Chairman of the Committee Tom Hayes TD says: "Today our Committee heard a series of thought-provoking and insightful presentations on what is an emotive and divisive issue. The Minister for Communications, Energy and Natural Resources has the ultimate authority in granting licences for onshore gas exploration and he has made it clear that no decision will be taken before the results of further EPA scientific research is completed.
"Fracking is banned in a number of EU countries, including France, and in-depth scientific study is required to assess whether Ireland's geology lends it suitable to shale gas exploration. Our Committee is particularly concerned with the social and environmental impact of hydraulic fracturing. Committee Members emphatically put forward the view that local communities must have a meaningful input into the decision-making process on future development.
"Keen to gain a firsthand insight, our Committee undertook today to visit North Leitrim where preliminary investigations are currently taking place and engage with a wide range of opinion within the communities living there."
Meanwhile an independent MEP has called for a 'deeper and wider rational debate' on shale gas extraction while participating in an Irish-made documentary on the subject.
Marian Harkin invited Roscommon-based independent film-maker Catherine Boyle to the European Parliament to interview participants at a workshop on 'fracking'. Boyle's documentary will focus on the impact of the shale gas industry on two villages in Bulgaria.
The Ireland North & West MEP noted that "this workshop was yet another milestone in the ever-deepening and ever-widening debate on shale gas extraction, and what role, if any, it should play in the future energy mix of Ireland and Europe".
She added that "the workshop very much confirmed the emerging consensus on this extraction method, namely that without drastically improved regulation, the potential environmental and socio-economic risks associated with fracking currently outweigh the potential benefits".
The Independent MEP argued that "more and more evidence is becoming available and this needs to be brought to public attention.
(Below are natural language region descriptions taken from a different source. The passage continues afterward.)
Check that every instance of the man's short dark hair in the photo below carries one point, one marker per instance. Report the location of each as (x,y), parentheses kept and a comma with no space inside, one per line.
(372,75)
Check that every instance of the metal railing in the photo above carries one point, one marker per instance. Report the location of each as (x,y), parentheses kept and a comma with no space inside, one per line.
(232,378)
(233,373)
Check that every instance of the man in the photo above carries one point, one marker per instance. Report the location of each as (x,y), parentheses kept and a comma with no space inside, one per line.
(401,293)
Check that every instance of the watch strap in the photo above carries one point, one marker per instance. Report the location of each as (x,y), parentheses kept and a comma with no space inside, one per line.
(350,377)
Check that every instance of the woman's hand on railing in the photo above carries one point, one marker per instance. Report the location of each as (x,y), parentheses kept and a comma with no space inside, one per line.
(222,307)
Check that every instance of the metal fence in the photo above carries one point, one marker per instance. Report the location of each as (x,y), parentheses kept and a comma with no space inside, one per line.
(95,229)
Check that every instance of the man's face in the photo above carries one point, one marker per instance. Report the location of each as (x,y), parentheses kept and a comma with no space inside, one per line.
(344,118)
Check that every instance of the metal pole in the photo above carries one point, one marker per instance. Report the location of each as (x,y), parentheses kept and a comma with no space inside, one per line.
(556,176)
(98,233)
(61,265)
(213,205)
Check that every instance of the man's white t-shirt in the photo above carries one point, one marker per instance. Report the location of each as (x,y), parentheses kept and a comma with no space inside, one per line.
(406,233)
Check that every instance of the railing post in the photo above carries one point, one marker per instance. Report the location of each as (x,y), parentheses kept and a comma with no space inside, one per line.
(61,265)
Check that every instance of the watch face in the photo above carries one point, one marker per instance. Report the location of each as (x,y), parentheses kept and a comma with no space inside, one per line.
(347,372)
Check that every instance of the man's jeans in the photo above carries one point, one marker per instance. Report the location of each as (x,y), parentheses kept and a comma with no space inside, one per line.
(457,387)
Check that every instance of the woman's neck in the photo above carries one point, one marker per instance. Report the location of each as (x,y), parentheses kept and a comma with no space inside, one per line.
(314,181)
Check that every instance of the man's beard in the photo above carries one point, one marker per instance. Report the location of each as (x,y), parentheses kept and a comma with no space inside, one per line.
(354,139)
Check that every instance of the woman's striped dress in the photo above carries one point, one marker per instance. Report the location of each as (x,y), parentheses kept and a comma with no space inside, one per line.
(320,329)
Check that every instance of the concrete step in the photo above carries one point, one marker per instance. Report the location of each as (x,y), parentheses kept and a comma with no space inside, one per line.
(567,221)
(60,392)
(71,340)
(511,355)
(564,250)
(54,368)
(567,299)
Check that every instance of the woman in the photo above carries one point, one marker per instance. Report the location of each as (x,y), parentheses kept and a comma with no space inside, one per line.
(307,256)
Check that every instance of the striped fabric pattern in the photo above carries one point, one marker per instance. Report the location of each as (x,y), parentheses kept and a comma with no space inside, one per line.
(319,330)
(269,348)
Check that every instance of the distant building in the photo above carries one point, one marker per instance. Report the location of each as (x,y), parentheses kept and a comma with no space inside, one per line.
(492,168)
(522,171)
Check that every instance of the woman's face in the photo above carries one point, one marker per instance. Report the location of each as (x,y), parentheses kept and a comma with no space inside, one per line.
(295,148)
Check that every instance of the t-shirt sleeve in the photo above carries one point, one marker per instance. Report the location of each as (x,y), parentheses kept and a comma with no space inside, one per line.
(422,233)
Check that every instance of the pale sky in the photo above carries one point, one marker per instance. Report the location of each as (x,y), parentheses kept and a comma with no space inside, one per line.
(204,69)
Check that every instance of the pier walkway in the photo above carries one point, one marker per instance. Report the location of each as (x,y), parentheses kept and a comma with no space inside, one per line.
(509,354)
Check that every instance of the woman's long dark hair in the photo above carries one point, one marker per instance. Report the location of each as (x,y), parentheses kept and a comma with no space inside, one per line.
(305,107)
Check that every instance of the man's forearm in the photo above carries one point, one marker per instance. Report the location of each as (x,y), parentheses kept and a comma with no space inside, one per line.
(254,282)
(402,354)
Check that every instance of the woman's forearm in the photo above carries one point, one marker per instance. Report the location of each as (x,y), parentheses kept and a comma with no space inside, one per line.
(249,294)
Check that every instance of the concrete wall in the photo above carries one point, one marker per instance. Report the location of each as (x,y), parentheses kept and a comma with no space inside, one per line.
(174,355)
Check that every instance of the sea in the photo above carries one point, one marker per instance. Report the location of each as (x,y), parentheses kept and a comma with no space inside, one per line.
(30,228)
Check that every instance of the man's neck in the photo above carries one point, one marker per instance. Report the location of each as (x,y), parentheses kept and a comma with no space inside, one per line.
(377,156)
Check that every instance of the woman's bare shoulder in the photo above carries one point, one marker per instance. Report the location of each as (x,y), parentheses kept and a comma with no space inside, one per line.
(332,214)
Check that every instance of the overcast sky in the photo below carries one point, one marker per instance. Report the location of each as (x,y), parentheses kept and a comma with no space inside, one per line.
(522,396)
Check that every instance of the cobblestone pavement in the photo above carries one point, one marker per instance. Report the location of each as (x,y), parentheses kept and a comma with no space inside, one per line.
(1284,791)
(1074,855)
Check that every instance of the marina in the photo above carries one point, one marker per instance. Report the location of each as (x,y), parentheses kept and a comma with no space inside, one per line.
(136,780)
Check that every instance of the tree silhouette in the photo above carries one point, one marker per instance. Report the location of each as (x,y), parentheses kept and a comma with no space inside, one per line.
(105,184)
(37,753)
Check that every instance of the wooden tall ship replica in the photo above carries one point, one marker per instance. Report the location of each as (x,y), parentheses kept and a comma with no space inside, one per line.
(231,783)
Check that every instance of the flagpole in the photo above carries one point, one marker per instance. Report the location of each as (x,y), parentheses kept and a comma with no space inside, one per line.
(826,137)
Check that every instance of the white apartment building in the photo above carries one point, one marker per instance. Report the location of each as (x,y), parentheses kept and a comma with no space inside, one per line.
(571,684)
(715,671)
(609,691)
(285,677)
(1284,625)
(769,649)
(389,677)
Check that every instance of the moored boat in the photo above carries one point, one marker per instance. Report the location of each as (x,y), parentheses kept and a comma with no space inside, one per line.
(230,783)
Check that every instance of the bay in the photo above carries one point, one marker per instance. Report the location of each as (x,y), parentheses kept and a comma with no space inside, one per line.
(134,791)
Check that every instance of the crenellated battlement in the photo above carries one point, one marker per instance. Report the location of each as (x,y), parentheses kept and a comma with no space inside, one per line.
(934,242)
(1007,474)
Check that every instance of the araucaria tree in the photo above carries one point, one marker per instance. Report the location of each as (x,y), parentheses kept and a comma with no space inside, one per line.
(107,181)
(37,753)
My office has produced a report on fracking in Pennsylvania with cooperation from scientists in Cornell University. Their research and our observations show that water quality and animal health have been adversely affected by fracking".
"While the film is still in the preparatory phase," she concluded, "I hope the end result proves to be a balanced and useful contribution to the bigger debate on fracking. I commend citizens like Catherine who shine a light on some questionable aspects of the extraction industry."